Captain Nemo returned on board. Conseil and I remained to survey the shore, observing and studying until five o’clock. Then I went to bed, not, however, without invoking, like the Indian, the favour of the radiant orb. The next day, the 21st of March, at five in the morning, I mounted the platform. I found Captain Nemo there.
“The weather is lightening a little,” said he. “I have some hope. After breakfast we will go on shore and choose a post for observation.”
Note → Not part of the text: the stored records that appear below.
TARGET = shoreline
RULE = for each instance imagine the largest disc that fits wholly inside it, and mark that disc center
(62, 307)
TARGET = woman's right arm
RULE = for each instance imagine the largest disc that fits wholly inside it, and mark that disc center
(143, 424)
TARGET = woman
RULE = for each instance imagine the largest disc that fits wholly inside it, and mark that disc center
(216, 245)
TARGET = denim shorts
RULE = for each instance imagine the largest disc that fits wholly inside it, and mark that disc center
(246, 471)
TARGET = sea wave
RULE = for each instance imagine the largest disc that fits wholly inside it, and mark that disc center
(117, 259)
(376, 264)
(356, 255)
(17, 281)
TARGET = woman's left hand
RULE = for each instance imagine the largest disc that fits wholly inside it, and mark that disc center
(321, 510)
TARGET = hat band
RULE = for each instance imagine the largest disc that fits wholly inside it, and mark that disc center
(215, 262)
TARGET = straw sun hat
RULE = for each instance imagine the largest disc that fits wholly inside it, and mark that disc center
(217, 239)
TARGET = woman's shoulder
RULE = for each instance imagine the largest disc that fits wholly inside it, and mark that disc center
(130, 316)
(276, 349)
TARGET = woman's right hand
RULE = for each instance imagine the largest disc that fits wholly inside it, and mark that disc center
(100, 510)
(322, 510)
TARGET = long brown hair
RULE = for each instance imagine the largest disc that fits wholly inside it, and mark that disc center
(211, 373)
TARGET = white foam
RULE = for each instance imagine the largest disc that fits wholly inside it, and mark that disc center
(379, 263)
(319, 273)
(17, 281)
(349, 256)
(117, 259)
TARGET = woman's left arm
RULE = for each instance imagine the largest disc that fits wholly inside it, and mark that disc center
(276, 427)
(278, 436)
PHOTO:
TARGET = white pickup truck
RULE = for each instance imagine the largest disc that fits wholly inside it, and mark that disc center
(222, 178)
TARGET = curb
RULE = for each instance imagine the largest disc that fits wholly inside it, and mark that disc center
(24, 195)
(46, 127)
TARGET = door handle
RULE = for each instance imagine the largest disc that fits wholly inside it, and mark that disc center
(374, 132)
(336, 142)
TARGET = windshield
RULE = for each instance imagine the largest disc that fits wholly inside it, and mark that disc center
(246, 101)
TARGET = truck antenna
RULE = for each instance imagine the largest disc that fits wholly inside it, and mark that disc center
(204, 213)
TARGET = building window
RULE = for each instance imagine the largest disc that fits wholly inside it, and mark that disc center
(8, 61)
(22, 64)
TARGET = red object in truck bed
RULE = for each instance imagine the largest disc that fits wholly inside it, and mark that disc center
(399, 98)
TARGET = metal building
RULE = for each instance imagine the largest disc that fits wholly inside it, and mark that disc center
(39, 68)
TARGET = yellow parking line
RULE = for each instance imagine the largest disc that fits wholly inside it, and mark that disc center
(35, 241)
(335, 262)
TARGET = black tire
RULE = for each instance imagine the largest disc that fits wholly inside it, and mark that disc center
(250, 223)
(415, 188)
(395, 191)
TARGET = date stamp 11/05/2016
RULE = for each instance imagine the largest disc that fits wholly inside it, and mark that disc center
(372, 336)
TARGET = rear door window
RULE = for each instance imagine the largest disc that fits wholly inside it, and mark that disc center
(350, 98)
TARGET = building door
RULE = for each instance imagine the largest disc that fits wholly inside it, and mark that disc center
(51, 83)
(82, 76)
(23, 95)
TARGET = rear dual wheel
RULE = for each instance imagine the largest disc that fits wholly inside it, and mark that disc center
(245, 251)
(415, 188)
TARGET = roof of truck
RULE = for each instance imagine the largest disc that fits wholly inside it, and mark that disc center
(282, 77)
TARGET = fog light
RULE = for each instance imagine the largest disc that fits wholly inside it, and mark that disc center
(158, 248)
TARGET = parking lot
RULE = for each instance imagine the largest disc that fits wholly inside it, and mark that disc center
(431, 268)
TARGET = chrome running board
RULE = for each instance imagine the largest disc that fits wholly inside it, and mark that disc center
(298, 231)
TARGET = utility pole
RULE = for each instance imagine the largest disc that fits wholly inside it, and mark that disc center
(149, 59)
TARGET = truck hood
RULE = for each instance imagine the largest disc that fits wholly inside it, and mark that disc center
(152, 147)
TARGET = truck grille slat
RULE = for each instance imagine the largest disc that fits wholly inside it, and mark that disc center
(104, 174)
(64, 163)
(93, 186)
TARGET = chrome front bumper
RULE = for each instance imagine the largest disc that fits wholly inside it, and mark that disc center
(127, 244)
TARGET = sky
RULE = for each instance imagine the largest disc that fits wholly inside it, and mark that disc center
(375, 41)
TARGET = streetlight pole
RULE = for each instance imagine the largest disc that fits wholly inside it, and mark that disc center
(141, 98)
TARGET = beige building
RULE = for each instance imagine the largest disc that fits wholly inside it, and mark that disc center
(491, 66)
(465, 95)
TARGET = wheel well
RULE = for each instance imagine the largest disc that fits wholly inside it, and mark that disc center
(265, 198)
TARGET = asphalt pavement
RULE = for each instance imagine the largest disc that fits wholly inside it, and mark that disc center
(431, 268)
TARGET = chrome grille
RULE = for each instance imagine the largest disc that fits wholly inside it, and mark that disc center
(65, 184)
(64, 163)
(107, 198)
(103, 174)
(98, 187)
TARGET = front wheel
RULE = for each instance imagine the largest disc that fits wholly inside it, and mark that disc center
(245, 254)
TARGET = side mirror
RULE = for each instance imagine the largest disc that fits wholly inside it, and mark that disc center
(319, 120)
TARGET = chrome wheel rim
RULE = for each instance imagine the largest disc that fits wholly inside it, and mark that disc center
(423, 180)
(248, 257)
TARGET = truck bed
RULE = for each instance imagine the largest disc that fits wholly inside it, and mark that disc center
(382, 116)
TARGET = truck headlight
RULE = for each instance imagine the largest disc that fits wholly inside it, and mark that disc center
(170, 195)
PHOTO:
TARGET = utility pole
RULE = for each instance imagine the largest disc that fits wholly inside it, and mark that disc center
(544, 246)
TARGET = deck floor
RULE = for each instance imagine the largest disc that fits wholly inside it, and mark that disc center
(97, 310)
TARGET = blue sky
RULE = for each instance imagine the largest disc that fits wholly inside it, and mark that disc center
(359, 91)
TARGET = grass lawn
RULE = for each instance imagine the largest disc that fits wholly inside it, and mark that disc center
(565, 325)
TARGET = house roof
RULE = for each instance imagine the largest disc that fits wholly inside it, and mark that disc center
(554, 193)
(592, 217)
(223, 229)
That point settled, I sought Ned Land. I wanted to take him with me. But the obstinate Canadian refused, and I saw that his taciturnity and his bad humour grew day by day. After all, I was not sorry for his obstinacy under the circumstances. Indeed, there were too many seals on shore, and and we ought not to lay such temptation in this unreflecting fisherman’s way. Breakfast over, we went on shore. The Nautilus had gone some miles further up in the night. It was a whole league from the coast, above which reared a sharp peak about five hundred yards high. The boat took with me Captain Nemo, two men of the crew, and the instruments, which consisted of a chronometer, a telescope, and a barometer. While crossing, I saw numerous whales belonging to the three kinds peculiar to the southern seas; the whale, or the English “right whale,” which has no dorsal fin; the “humpback,” with reeved chest and large, whitish fins, which, in spite of its name, do not form wings; and the fin-back, of a yellowish brown, the liveliest of all the cetacea. This powerful creature is heard a long way off when he throws to a great height columns of air and vapour, which look like whirlwinds of smoke. These different mammals were disporting themselves in troops in the quiet waters; and I could see that this basin of the Antarctic Pole serves as a place of refuge to the cetacea too closely tracked by the hunters. I also noticed large medusae floating between the reeds.
At nine we landed; the sky was brightening, the clouds were flying to the south, and the fog seemed to be leaving the cold surface of the waters. Captain Nemo went towards the peak, which he doubtless meant to be his observatory. It was a painful ascent over the sharp lava and the pumice-stones, in an atmosphere often impregnated with a sulphurous smell from the smoking cracks. For a man unaccustomed to walk on land, the Captain climbed the steep slopes with an agility I never saw equalled and which a hunter would have envied. We were two hours getting to the summit of this peak, which was half porphyry and half basalt. From thence we looked upon a vast sea which, towards the north, distinctly traced its boundary line upon the sky. At our feet lay fields of dazzling whiteness. Over our heads a pale azure, free from fog. To the north the disc of the sun seemed like a ball of fire, already horned by the cutting of the horizon. From the bosom of the water rose sheaves of liquid jets by hundreds. In the distance lay the Nautilus like a cetacean asleep on the water. Behind us, to the south and east, an immense country and a chaotic heap of rocks and ice, the limits of which were not visible. On arriving at the summit Captain Nemo carefully took the mean height of the barometer, for he would have to consider that in taking his observations. At a quarter to twelve the sun, then seen only by refraction, looked like a golden disc shedding its last rays upon this deserted continent and seas which never man had yet ploughed. Captain Nemo, furnished with a lenticular glass which, by means of a mirror, corrected the refraction, watched the orb sinking below the horizon by degrees, following a lengthened diagonal. I held the chronometer. My heart beat fast. If the disappearance of the half-disc of the sun coincided with twelve o’clock on the chronometer, we were at the pole itself.